Data Structures & Algorithms Fundamentals: Linked Lists, Stacks, Queues, and Heaps (Sprint 2)
- Analyze the principles of Data Structures & Algorithms Fundamentals: Process Mapping and Workflow Design (Sprint 2) and link them to course outcomes through structured core competency milestones.
- Evaluate Data Structures & Algorithms Fundamentals: Process Mapping and Workflow Design (Sprint 2) in a guided scenario using realistic tools, constraints, and quality gates.
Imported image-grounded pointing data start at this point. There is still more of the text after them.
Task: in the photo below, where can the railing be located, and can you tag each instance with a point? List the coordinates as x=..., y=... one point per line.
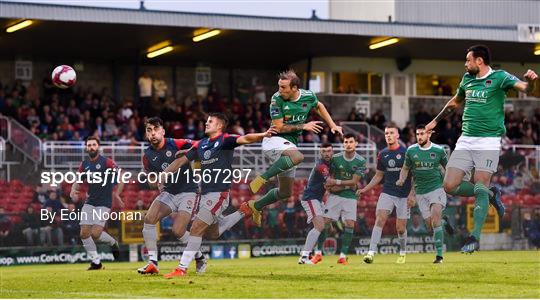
x=21, y=138
x=531, y=153
x=69, y=155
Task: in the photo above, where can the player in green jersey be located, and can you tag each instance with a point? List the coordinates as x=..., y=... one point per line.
x=346, y=169
x=427, y=161
x=289, y=109
x=484, y=91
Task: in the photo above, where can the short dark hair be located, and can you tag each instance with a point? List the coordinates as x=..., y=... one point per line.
x=481, y=51
x=91, y=138
x=290, y=75
x=222, y=117
x=350, y=135
x=391, y=124
x=326, y=145
x=155, y=121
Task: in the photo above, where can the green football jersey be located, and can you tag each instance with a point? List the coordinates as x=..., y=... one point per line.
x=293, y=112
x=424, y=165
x=343, y=169
x=483, y=115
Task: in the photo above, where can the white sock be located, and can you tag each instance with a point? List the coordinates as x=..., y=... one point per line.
x=106, y=238
x=375, y=238
x=150, y=240
x=194, y=244
x=311, y=239
x=402, y=243
x=184, y=238
x=229, y=221
x=91, y=249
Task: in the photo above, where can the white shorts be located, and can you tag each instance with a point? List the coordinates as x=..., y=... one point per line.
x=337, y=206
x=93, y=215
x=388, y=202
x=212, y=206
x=480, y=153
x=179, y=202
x=425, y=200
x=272, y=149
x=313, y=208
- Create trade-offs, risks, and decision points for Data Structures & Algorithms Fundamentals: Process Mapping and Workflow Design (Sprint 2), then record rationale for stakeholder review.
- Defend a portfolio-ready engineering implementation dossier for Data Structures & Algorithms Fundamentals: Process Mapping and Workflow Design (Sprint 2) with measurable success criteria and next actions.
Lab Exercise
- Implement a working data workflow for Data Structures & Algorithms Fundamentals: Linked Lists, Stacks, Queues, and Heaps (Sprint 2) with schema/model decisions documented.
- Run quality checks and performance tuning for Data Structures & Algorithms Fundamentals: Linked Lists, Stacks, Queues, and Heaps (Sprint 2) queries or transformations.
- Publish Data Structures & Algorithms Fundamentals: Linked Lists, Stacks, Queues, and Heaps (Sprint 2) outputs to a dashboard/report with reproducible refresh steps.
Data Structures & Algorithms Fundamentals: Trees, Graphs, and Traversal Strategies (Sprint 2)
- Analyze the principles of Data Structures & Algorithms Fundamentals: Decision Frameworks and Trade-offs (Sprint 2) and link them to course outcomes through structured core competency milestones.
- Evaluate Data Structures & Algorithms Fundamentals: Decision Frameworks and Trade-offs (Sprint 2) in a guided scenario using realistic tools, constraints, and quality gates.
- Create trade-offs, risks, and decision points for Data Structures & Algorithms Fundamentals: Decision Frameworks and Trade-offs (Sprint 2), then record rationale for stakeholder review.
- Defend a portfolio-ready engineering implementation dossier for Data Structures & Algorithms Fundamentals: Decision Frameworks and Trade-offs (Sprint 2) with measurable success criteria and next actions.
Lab Exercise
- Implement a working data workflow for Data Structures & Algorithms Fundamentals: Trees, Graphs, and Traversal Strategies (Sprint 2) with schema/model decisions documented.
- Run quality checks and performance tuning for Data Structures & Algorithms Fundamentals: Trees, Graphs, and Traversal Strategies (Sprint 2) queries or transformations.
- Publish Data Structures & Algorithms Fundamentals: Trees, Graphs, and Traversal Strategies (Sprint 2) outputs to a dashboard/report with reproducible refresh steps.